The recent WannaCry attacks and their effect on organisations worldwide, coupled with the fact that as many as 46% of businesses, in the UK alone, suffered some form of cyber-attack during 2016, demonstrate just how prevalent the risk is. On a more personal level, research from showed that one in ten of us have been the victim of a cyber-attack on our credit or debit card in the last year, equating to more than £2.1 billion of fraud. So as more and more of our everyday lives move online, from fridges, televisions, cars and banking, and with the average Briton spending more than 25 hours a week on the internet, we all need to become better at protecting ourselves in cyber space.

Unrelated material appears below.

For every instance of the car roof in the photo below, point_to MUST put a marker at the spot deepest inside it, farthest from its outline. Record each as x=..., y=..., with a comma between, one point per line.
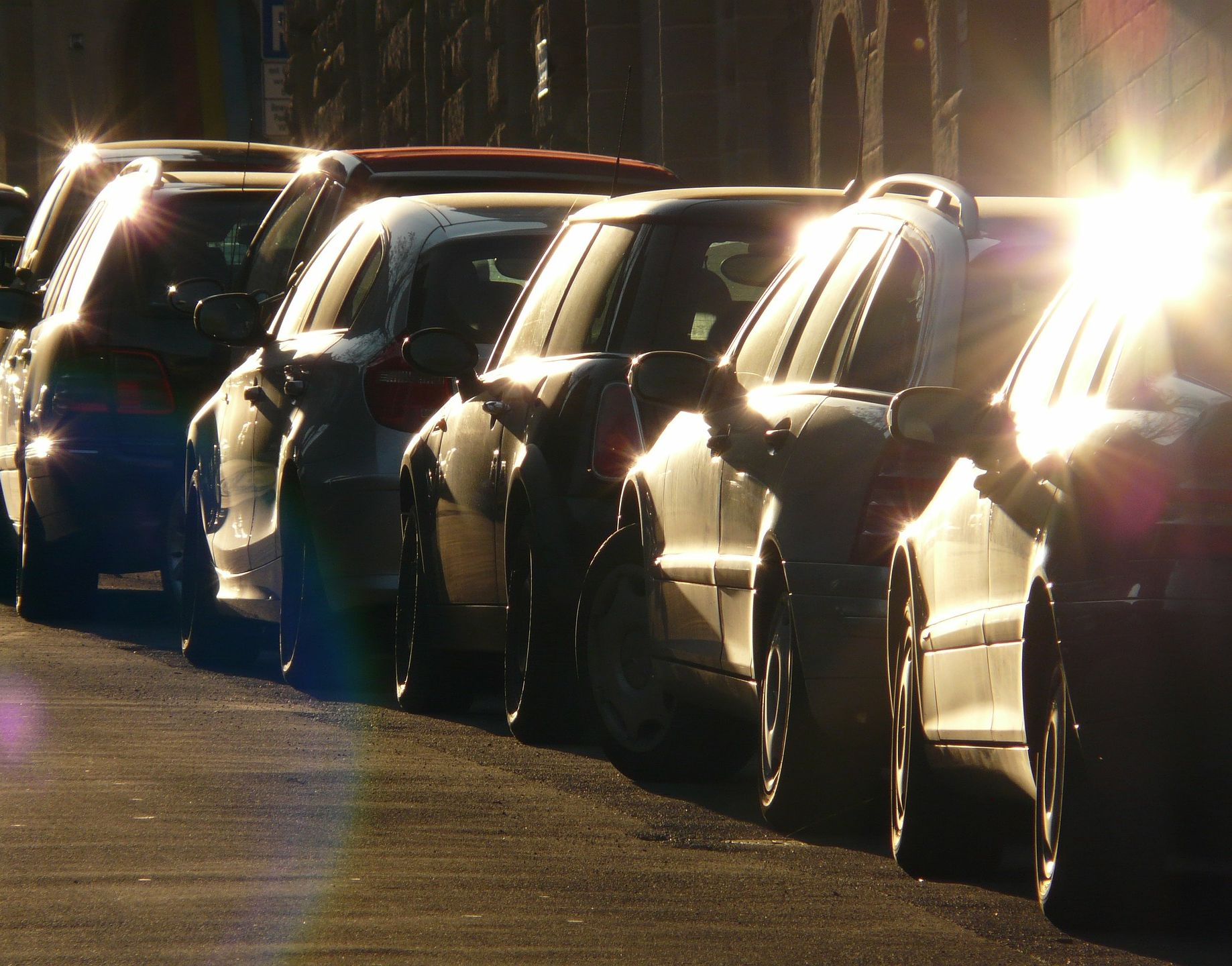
x=702, y=203
x=222, y=156
x=481, y=206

So, what can we do to help avoid the online pitfalls? There’s now a whole host of resources at our disposal from top tips on how to protect your identity on social media, to random password generators that provide you with a strong authentication for your logins and more belt and braces software to shield you from attacks. More widely, the Government has also ratcheted up its approach to cyber security by establishing the National Cyber Security Centre (NCSC), which forms part of the intelligence agency GCHQ. The Government also pledged to make the UK one of “the safest places to be online” in its pre-election Manifesto. The launch of the Cyber Schools Programme, which will provide up to 6,000 young people with training in cyber security, is a good first step by the Government to implementing this plan. The Data Protection Bill, which was published earlier this month, will also help to provide the rights and protections we need around the use of our personal data.

However, there is still more that can and should be done. Many people are unfortunately still stuck in the “it won’t happen to me” mindset, an explanation perhaps for why over half of us have the same password for the majority, if not all, of the online services we use. So regardless of whether you’re a prolific online shopper, social media hawk, small online business or large multinational corporation, it’s time to ensure you have adequate protections in place to guard against the perils of the online world.